Ce mécanisme devrait être inclus dans toute révision du traité qui pourrait être approuvée à l'avenir, ajoute la déclaration, laissant ouverte la possibilité que des changements soient insérés dans le traité d'adhésion d'un nouveau futur Etat membre comme la Croatie.

A court terme, une alternative politique non contraignante pourrait prendre la forme d'un accord politique qui permettrait aux Etats membres de la zone euro soit d'interdire à un Etat membre contrevenant comme décrit ci-dessus de participer à des votes spécifiques voire des délibérations spécifiques, ou de s'engager politiquement à neutraliser l'effet du vote de ce pays membre.

S'adressant au journal français Les Echos avant la rencontre à Paris, M. Schäuble a défendu la position allemande selon laquelle les réformes importantes exigeront un changement au traité.

Il y a, parmi nos partenaires, un soupçon de scepticisme eu égard à l'éventualité de modifier le traité. Nombreux sont ceux qui pensent qu'il s'agit d'un processus à long terme, a admit M. Schäuble.

Toutefois, si nous prenons en compte que nous ne pouvons pas nous autolimiter pour imposer des sanctions financières – comme le retrait provisoire des droits de vote –  dans le but de contraindre les Etats membres à respecter le pacte, alors des changements au traité seront nécessaires.

Une politique de coordination plus étroite

Lors de la rencontre à Paris, Mme Lagarde et M. Schäuble ont également fait pression pour une union économique plus étroite, affirmant qu'une monnaie unique ne pouvait pas fonctionner correctement sans une amélioration de la coordination de la politique économique.

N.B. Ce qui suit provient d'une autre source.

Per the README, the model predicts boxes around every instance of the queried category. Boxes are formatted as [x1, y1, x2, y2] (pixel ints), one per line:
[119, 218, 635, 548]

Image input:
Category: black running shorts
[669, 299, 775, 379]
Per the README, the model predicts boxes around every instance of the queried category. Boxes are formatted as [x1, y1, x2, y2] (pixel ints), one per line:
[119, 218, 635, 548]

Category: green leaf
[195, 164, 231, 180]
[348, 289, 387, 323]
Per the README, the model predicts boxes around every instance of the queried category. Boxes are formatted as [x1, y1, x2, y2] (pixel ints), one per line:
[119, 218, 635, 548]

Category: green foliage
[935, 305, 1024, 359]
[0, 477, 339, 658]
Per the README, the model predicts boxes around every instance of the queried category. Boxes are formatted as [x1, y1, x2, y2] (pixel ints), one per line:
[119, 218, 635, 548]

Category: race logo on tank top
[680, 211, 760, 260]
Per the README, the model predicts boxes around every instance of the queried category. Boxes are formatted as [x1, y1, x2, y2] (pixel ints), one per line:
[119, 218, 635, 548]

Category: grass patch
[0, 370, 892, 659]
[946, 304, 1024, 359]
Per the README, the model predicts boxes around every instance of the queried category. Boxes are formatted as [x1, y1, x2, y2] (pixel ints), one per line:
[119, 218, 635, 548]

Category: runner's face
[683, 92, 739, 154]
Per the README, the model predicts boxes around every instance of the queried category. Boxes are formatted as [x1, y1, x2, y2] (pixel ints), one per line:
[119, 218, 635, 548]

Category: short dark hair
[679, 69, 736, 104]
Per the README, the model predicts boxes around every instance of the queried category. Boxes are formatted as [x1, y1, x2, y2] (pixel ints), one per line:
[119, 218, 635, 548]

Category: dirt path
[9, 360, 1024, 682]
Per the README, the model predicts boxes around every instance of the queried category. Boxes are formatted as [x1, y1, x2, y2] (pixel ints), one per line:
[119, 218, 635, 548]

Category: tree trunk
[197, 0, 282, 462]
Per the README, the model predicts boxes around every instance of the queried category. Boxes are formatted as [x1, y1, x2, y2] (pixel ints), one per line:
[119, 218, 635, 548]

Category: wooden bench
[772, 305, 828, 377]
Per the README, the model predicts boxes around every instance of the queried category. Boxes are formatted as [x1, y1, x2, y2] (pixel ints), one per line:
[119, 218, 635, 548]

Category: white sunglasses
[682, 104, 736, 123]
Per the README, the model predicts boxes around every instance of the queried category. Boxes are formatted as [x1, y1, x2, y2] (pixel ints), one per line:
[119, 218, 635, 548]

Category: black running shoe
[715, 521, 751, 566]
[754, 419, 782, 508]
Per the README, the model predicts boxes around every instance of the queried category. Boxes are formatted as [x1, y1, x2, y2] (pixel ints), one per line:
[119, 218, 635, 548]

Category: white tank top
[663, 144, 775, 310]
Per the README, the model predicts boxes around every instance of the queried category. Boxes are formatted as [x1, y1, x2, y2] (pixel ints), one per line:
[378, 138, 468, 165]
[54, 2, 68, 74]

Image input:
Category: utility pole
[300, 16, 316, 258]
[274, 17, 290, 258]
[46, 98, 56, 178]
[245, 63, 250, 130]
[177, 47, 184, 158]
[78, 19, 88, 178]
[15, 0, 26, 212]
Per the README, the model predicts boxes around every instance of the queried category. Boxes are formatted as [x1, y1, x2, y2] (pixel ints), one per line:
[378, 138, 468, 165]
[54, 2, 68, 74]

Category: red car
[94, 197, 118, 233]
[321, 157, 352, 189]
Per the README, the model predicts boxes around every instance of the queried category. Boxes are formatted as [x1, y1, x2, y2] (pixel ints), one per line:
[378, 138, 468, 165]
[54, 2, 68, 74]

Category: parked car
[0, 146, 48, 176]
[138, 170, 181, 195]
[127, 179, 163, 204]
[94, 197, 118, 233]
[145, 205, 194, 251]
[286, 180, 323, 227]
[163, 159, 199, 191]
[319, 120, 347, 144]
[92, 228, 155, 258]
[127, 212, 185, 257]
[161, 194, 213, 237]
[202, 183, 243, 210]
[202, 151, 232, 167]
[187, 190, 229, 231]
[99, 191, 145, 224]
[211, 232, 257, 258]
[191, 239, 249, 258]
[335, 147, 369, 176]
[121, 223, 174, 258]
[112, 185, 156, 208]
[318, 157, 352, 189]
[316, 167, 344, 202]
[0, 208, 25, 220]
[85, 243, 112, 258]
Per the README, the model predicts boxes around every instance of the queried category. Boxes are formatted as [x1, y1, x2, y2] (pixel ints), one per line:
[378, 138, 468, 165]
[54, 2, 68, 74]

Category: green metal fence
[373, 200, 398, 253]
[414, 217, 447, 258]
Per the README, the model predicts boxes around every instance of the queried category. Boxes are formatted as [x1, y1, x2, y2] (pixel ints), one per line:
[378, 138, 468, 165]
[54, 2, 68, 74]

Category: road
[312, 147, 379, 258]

Les instruments de coordination et de surveillance mis à notre disposition – les programmes de stabilité et de convergence et la grande orientation de la politique économique, ainsi que les révisions de la compétitivité et les analyses de stabilité financière- doivent être interconnectées plus efficacement tout en restant formellement séparées. Avec Europe 2020, ils doivent apporter les fondations d'une stratégie économique européenne authentique qui génère de la croissance et des emplois.

Mme Lagarde et M. Schäuble ont rédigé la déclaration commune suite à une rencontre du conseil des ministres français auquel le ministre allemand avait été exceptionnellement invité, une première dans l'histoire de la cinquième République.

M. Schäuble suivait en réalité un précédent établit par Christine Lagarde, qui s'est rendue à Berlin en mars pour assister à une rencontre des ministres allemands (voir EURACTIV France).